Date of Award

5-18-2020

Document Type

Thesis

Degree Name

Bachelor of Science

Department

Biological Sciences

First Advisor

Julie Miwa

Abstract

Studying lynx proteins in mammalian species may lead to a greater understanding of the variable expression of anxiety and creativity in the human brain. Based on in vivo experiments on mice, a few hypotheses were generated that can be projected to humans. These hypotheses are the central theories for the Human SNP Study. The SNP study looks at the implications of single nucleotide polymorphisms (SNPs) in the lynx genes and their effect on fear/anxiety, learning, memory, and creativity.
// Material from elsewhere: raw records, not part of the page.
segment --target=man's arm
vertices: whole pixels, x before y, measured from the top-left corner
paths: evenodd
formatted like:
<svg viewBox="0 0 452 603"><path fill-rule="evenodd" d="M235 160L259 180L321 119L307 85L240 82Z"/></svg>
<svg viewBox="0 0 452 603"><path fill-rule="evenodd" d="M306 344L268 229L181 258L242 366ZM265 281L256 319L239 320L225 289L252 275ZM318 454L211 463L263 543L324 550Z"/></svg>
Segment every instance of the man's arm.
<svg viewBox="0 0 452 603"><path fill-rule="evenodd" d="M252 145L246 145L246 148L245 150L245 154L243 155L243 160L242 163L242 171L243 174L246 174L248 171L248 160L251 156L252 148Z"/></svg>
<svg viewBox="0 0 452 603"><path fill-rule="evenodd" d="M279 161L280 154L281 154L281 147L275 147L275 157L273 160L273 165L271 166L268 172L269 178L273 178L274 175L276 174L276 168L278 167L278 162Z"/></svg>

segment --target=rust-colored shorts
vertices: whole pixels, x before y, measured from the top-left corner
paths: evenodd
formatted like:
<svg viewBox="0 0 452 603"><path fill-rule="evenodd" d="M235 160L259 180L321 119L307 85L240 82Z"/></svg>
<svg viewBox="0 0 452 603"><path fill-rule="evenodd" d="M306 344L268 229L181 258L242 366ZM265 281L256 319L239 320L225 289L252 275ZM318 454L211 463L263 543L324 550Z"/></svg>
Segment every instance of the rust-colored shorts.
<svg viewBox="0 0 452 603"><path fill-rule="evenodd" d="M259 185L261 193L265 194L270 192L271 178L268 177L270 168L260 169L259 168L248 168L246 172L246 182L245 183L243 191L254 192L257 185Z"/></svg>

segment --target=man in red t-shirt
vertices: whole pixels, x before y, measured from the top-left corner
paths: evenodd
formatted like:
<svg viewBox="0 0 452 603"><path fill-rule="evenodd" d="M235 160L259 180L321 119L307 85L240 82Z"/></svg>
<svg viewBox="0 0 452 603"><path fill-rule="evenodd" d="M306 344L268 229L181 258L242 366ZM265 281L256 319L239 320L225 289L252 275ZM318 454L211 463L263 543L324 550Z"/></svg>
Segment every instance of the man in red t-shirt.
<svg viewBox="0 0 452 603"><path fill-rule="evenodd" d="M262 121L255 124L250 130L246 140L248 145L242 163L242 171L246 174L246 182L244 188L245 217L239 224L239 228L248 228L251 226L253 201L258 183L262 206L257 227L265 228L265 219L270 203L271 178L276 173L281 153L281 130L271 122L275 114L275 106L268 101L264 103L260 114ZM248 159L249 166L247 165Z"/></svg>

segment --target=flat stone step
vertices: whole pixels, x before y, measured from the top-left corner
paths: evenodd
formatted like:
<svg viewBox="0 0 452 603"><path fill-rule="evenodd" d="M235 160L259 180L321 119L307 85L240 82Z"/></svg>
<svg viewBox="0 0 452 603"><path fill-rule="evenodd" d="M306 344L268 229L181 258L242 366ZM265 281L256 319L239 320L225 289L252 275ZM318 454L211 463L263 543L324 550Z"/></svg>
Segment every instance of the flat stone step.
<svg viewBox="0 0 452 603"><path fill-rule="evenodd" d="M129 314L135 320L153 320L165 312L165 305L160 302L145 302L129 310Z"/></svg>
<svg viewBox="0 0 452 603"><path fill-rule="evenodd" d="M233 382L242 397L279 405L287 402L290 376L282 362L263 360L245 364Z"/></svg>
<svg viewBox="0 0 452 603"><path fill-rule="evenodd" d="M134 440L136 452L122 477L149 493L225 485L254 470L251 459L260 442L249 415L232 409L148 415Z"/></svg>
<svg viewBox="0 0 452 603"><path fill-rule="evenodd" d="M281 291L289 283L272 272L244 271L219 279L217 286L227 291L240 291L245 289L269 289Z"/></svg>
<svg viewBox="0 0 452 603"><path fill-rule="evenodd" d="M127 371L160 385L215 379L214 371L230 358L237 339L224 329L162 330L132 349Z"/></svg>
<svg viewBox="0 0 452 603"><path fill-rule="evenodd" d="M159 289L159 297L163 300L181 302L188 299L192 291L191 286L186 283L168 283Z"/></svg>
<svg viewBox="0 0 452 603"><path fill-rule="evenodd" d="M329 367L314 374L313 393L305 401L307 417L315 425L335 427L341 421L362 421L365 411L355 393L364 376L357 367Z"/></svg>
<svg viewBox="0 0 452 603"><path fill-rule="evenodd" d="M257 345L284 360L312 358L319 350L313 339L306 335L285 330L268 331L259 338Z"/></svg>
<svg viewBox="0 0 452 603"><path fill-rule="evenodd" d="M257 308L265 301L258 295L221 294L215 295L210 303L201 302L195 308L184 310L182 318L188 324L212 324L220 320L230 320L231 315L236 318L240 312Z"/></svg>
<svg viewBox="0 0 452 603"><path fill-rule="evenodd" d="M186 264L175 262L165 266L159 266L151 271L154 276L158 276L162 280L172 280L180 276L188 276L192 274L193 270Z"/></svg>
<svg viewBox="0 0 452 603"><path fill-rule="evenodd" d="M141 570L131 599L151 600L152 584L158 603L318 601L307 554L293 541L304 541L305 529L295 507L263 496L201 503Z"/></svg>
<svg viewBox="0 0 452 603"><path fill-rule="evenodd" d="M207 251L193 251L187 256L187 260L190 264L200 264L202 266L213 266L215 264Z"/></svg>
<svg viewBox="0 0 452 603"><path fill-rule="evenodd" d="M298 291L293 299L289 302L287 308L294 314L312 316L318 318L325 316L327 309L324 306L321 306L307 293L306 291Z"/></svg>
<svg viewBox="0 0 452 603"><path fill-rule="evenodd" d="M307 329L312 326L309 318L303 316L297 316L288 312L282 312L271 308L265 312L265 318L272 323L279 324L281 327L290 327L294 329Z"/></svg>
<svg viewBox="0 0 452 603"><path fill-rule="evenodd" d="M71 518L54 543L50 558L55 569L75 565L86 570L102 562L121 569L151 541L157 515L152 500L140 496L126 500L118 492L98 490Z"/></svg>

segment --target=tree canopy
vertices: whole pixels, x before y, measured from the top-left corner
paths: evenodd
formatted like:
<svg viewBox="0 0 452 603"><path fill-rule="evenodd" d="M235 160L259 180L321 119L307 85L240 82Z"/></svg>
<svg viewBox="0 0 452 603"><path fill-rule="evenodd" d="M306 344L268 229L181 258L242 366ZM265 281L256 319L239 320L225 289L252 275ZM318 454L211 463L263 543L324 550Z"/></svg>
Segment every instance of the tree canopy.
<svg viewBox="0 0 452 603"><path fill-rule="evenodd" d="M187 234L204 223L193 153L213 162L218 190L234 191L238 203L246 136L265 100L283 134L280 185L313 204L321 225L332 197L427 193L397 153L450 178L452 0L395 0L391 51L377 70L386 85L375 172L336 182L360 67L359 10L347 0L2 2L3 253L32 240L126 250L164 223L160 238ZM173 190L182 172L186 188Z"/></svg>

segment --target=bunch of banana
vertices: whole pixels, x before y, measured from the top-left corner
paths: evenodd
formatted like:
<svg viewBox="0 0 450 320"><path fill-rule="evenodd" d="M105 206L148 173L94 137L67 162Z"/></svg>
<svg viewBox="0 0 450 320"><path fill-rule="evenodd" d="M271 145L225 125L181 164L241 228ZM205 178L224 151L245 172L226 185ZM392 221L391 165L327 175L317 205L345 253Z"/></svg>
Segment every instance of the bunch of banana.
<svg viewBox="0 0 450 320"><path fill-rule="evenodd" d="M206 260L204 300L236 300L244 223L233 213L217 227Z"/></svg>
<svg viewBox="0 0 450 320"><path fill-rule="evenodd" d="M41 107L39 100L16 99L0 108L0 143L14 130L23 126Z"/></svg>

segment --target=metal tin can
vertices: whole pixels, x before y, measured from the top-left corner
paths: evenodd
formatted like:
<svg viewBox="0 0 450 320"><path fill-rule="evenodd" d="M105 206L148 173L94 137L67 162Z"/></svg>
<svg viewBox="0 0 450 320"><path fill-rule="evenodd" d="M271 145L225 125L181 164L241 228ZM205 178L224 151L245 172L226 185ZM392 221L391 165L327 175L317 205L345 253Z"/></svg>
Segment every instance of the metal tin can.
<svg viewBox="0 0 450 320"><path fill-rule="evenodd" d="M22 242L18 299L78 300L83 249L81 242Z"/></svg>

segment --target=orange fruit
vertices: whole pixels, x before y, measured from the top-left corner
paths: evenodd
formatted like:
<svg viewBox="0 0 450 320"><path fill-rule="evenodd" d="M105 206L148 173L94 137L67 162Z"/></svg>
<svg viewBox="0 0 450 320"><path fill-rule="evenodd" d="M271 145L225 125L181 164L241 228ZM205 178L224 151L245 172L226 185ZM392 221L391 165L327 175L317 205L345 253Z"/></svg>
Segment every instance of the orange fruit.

Regarding learning specifically, it is hypothesized that the lynx1 gene controls the critical period of plasticity. This period of plasticity is the brain’s flexibility to acquire new information and generate new connections and only lasts in adolescence. Increasing the length of synaptic plasticity can potentially lead to higher levels of creativity. Regarding fear and anxiety, it is hypothesized that decreased expression of lynx2 leads to increased behavioral expression of anxiety. To test creativity and anxiety in humans, a questionnaire containing multiple established psychological tests was given to students at Lehigh University. To measure the genomic portion of the study, their DNA was collected and analyzed. Prior to the psychological tests, a bio- demographic questionnaire (BDQ) created by a Lehigh University student specifically for the Human SNP study was issued. Then, the psychological tests administered were as follows: Creative Behavior Inquiry (CBI), Remote Associations Test (RAT), and State-Trait Anxiety Inventory (STAI).Creative Behavior Inquiry (CBI) asks an individual to rate how many times they have received an achievement award in one of 90 creative categories, Remote Associations Test (RAT) presents an individual with three mutually distant associated words and then asks to find the word that relates all three cued words. State-Trait Anxiety Inventory (STAI) asks an individual to rate his/her state anxiety based on 20 questions with a numeric scale and trait anxiety based on 20 questions with a numeric scale.